Paylaş
Piyasa oyuncuları da haklı olarak, “Bak yine doğruları söylüyor” diyor. Ancak Babacan’ın söyledikleriyle uygulamaları kıyaslayınca, tüm bu doğruların Hükümet tarafından yerine getirilmediği, aksine tersinin yapıldığı görülüyor. İşte bu nedenle piyasa oyuncuları Babacan’a eskisi kadar inanamıyorlar.
Hafta sonunda TRT 1’de bir programa çıkan Ali Babacan yine kimsenin inkar edemeyeceği, hukuk devleti, yolsuzluklar ile devletin işlemi ile ilişkileri üzerine uyulmasa gereken kuralları saymış. Bunun yanında ekonominin geleceğine ilişkin ise “kurlar ve faizler yakında durulursa enflasyona etkisi olmaz” gibi iyimser tahminlerini ekleyerek piyasalara güven vermeye çalışmış.
Türkiye’deki bir işadamının, yargı içerisindeki bir yapı tarafından hedef olarak alınabildiğini, mal varlıklarına tedbir uygulanabildiğini belirten Babacan, “Bu, tamamen o yapılanmanın kendi amaçları ve hedefleri doğrultusunda olabiliyor. Bu çok vahim bir durum, zaten bunun üzerine gitmek gerekiyor. HSYK Yasası olsun diğer çalışmalar olsun bunları bir an önce önlemeye ve bunların tekrarını önlemeye yönelik adımlar” şeklinde konuşmuş.

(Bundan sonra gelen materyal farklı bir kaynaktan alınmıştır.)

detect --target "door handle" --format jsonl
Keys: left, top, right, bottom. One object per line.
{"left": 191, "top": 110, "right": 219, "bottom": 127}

Babacan’ın söyledikleri gerçekten de çok vahim, kabul edilebilir iddialar değil. Ancak bu söylemin hayli sıkıntılı yönleri de var. Birincisi gerçekten Babacan’ın dediği gibi mi, hiç mi yolsuzlukla mücadele boyutu yok? Ya da Hükümetin sadece olayın bu boyutunu gündeme getirip, yolsuzlukla mücadeleyi savsaklama amacı sezilmiyor mu? Diyelim ki Babacan’ın söyledikleri doğru, o zaman 11 yıldır iktidar olan Hükümet bunları hiç mi görmedi ya da gördü de bu vahim olaylara bilerek mi göz yumdu? Vahim olayların içinde cemaat dahil herkes yok muydu? Size Hükümetin bunları yeni gördüğü fikri inandırıcı geliyor mu?
Yolsuzlukların çok olduğu bir ülkeye yatırımcıların kolay kolay gelmeyeceğini, yatırımcılar için öngörülebilirliğin önemli olduğunu anlatan Babacan, yolsuzluğun en küçüğüne bile asla göz yummayacaklarını söylemiş. İnsanın olduğu her alanda hata olabileceğini ifade eden Babacan, önemli olanın baştan doğru insanları doğru görevlere getirmek, önleyici tedbirleri almak ve sistemi doğru kurmak olduğunu da ifade etmiş.
YAPILANLAR ORTADA
Gördüğünüz gibi Babacan yine doğruları saymış. Peki, kamu yönetiminde yıllardır yapılanlar, en azından ortaya çıkan dosyaların yıllardır konuşulduğu bilinmiyor muydu? Doğru insanları göreve getirme konusunda, bağımsız kurumlar başta olmak üzere bunun kesinlikle yerine getirilmediğini görmedi mi? Kendisinin de baştan beri bu hesapsız, ölçüsüz proje ve ihalelerden, iş ve insan kayırmalarından şikayetçi olduğunu duyuyorduk ama…
Güvenilirliğin önemine dikkat çeken Babacan, “Halkımız ya da uluslararası yatırımcılar şunu diyebilmeli; TC mahkemelerine ben güvenirim, problem çıktığında giderim hızlı ve adil sonuçlar çıkar. Bunu dedirtemezsek zaten bizim gerçek anlamda gelişmiş bir ekonomi olmamız da mümkün değil, gerçek anlamda ileri bir demokrasi olmamız da mümkün değil” diye konuşmuş.
Bu saptamaya hayır diyecek çıkar mı bilmem. O zaman bizim de şu soruları yöneltme hakkımız doğuyor; sadece polis-yargı kanalıyla değil, Maliye dahil her türlü İdare kanalıyla muhalefet yapan, terbiye edilmek istenen işadamlarının, gazetecilerin üzerine her yol kullanılarak gidilmedi mi? Yapılanları yabancı yatırımcılar gördüğü için tedirgin olmadılar mı, size hiç mi şikayet etmediler? Hükümete, yaptıkları nedeniyle şimdi güven duyulmaması haksız bir endişe mi?